Amid the orgy of congratulation and self-congratulation last week, it was difficult to find anyone pumping the hand of Philippe Dauman. It was exactly 10 years ago that the Viacom CEO took office, yet today he takes the rap for putting his company on the corporate casualty list.
In assuming his duties a decade ago, Dauman delivered a stern lecture to his subordinates. “Never let a competitor beat you to the trophy,” he intoned. The “trophy” at that moment was not an Oscar. It was a site called MySpace, which Rupert Murdoch had just bought for a numbing $580 million (he later dumped it for $35 million). Dauman’s boss, Sumner Redstone, had coveted MySpace and was so angry about losing it to Murdoch that he fired his then-CEO, Tom Freston. One of Dauman’s first moves was to dispose of Viacom’s stake in a new company called Vice for $3 million (it now values itself at around $4 billion.) And so began the vicissitudes of Viacom — one of the fascinating corporate melodramas of its era.
Cut to 2016: Sumner Redstone now fights legal battles contesting his mental competency as Dauman struggles to recruit outside investors while still retaining control of his troubled company, The man Dauman replaced, meanwhile -Freston – is widely regarded as the luckiest ex-CEO and also one of the most quietly creative. On one level, Freston is a phantom of philanthropy, a man whose fingerprints are on important causes but rarely his name. On another level, he continues the career of innovation that he embarked on in creating the MTV networks. Freston’s energies, for example, have fueled the expansion of Vice across a broad media spectrum.

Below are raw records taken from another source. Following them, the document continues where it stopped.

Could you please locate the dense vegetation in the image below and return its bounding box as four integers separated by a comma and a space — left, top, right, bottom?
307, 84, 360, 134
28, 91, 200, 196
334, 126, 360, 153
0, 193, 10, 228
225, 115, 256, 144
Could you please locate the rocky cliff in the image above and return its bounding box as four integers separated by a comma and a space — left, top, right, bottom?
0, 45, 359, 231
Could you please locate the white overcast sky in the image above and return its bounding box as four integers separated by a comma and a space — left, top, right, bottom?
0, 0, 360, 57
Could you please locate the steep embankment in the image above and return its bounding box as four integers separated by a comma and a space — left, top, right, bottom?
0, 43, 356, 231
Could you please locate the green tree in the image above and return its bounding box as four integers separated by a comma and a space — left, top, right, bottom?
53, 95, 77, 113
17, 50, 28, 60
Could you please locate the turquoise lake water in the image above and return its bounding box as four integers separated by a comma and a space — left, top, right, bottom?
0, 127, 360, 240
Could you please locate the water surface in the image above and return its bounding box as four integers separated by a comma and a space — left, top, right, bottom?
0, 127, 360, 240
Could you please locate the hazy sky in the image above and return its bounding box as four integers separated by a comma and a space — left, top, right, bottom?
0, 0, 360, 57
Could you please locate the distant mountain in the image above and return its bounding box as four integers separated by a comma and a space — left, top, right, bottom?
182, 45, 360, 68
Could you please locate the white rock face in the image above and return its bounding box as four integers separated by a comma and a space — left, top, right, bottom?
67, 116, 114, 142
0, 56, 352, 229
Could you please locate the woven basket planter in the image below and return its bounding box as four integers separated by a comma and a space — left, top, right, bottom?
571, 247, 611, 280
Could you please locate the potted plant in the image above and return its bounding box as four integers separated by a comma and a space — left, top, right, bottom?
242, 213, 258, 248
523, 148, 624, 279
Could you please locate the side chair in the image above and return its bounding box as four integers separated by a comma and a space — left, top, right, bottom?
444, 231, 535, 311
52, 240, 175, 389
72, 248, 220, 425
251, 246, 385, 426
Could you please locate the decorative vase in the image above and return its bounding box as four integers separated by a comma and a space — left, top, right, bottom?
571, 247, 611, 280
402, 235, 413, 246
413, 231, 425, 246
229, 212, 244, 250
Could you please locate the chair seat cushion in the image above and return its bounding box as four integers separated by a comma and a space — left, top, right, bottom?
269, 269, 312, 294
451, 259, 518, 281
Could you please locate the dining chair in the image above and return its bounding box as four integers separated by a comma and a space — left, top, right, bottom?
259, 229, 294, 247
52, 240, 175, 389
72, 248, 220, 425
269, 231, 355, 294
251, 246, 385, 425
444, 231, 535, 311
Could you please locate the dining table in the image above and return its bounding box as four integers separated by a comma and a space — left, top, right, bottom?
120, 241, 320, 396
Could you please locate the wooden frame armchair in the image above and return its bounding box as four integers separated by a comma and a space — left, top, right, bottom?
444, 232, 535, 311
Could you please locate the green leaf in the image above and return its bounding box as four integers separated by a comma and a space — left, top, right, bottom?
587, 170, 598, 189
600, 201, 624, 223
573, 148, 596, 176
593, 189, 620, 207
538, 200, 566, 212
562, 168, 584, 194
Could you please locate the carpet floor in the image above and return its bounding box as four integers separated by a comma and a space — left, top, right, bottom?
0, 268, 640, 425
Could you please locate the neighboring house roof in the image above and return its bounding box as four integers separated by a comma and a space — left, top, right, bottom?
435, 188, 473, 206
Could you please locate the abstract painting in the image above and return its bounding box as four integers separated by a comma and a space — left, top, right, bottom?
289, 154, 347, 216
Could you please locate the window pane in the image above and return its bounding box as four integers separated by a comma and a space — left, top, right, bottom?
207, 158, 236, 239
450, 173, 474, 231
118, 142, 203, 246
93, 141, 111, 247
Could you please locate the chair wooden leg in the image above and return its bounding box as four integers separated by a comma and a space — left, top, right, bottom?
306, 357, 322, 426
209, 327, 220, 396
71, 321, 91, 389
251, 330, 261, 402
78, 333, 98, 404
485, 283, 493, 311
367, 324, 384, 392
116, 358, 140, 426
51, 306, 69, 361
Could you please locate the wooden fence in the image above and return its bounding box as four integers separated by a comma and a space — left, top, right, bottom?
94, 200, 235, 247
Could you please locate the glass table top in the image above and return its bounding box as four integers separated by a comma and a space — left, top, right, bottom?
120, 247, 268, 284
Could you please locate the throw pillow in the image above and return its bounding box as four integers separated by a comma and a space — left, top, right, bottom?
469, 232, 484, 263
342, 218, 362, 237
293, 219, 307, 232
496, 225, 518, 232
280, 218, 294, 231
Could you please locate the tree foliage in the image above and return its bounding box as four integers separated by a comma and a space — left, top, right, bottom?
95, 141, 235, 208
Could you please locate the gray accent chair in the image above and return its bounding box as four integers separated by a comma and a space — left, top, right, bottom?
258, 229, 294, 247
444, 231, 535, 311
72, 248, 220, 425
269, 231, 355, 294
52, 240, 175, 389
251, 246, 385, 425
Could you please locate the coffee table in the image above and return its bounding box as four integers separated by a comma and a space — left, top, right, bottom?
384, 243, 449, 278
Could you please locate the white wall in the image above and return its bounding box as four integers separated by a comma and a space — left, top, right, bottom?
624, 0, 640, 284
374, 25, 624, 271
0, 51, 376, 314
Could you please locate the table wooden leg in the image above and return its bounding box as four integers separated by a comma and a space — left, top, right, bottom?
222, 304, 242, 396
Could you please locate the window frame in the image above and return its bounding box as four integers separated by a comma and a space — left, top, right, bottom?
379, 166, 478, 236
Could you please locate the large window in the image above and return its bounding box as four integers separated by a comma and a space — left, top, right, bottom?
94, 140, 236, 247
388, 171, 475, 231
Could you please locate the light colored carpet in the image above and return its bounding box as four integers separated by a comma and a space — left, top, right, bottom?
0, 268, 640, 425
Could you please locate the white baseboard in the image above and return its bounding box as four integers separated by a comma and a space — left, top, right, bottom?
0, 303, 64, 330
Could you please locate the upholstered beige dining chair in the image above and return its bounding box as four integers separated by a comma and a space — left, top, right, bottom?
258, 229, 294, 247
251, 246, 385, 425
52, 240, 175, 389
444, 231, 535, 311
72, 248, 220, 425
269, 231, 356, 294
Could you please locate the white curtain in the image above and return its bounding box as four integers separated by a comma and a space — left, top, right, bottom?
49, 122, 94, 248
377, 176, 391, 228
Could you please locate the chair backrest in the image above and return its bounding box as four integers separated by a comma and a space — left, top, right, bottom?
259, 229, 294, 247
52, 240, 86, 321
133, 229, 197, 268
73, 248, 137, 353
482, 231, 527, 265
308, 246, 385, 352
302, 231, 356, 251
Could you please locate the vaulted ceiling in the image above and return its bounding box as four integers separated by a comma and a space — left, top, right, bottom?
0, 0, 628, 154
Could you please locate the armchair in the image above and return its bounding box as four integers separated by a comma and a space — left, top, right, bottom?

Journalists never write about Freston because it’s hard to find him. While most former CEOs take up residency on corporate boards or hedge funds, Freston presides over startup TV networks in Kabul and Ethiopia, or orphanages in Burma. He hangs with Bono in raising millions for ONE, an organization fighting “extreme poverty.” Then there’s Vice: Freston is allied closely with the volatile Shane Smith, a man whose personality is the exact opposite of Freston’s. The boss of Vice covets public attention as he expands his company into new arenas – a TV channel on A+E, a news service on HBO. While Freston is invisible, Smith is ubiquitous, but it was Freston’s diplomatic initiatives that helped engineer the alliances with both Murdoch and Bob Iger that have given Vice its new clout.
In a speech some years ago, Freston reflected that “a career path is a clumsy balance between the things you try to make happen and the things that happen to you.” Given that tenet, it’s interesting to speculate what things would have happened to Freston, and to Viacom, had he not been fired by Redstone.
In building MTV networks, Freston demonstrated his talent for pioneering new media. By contrast, Viacom’s principal policy under Dauman has been cost-cutting. The Dauman focus was initially aimed at pumping up the price of the stock. This was one motivation in orchestrating the split-off of CBS – a move that briefly paid off in terms of the market but that arguably hurt corporate value in other ways.
The upshot of the Viacom melodrama is that the stock has lost 50% of its value over the last couple of years. Tom Freston, I am told, is somewhere in Kabul so I don’t think he’s noticed. “I happened to meet Freston not long ago, and talking with him made me wish I, too, could get fired,” the production chief of one studio told me. Understandably, he did not want to be quoted.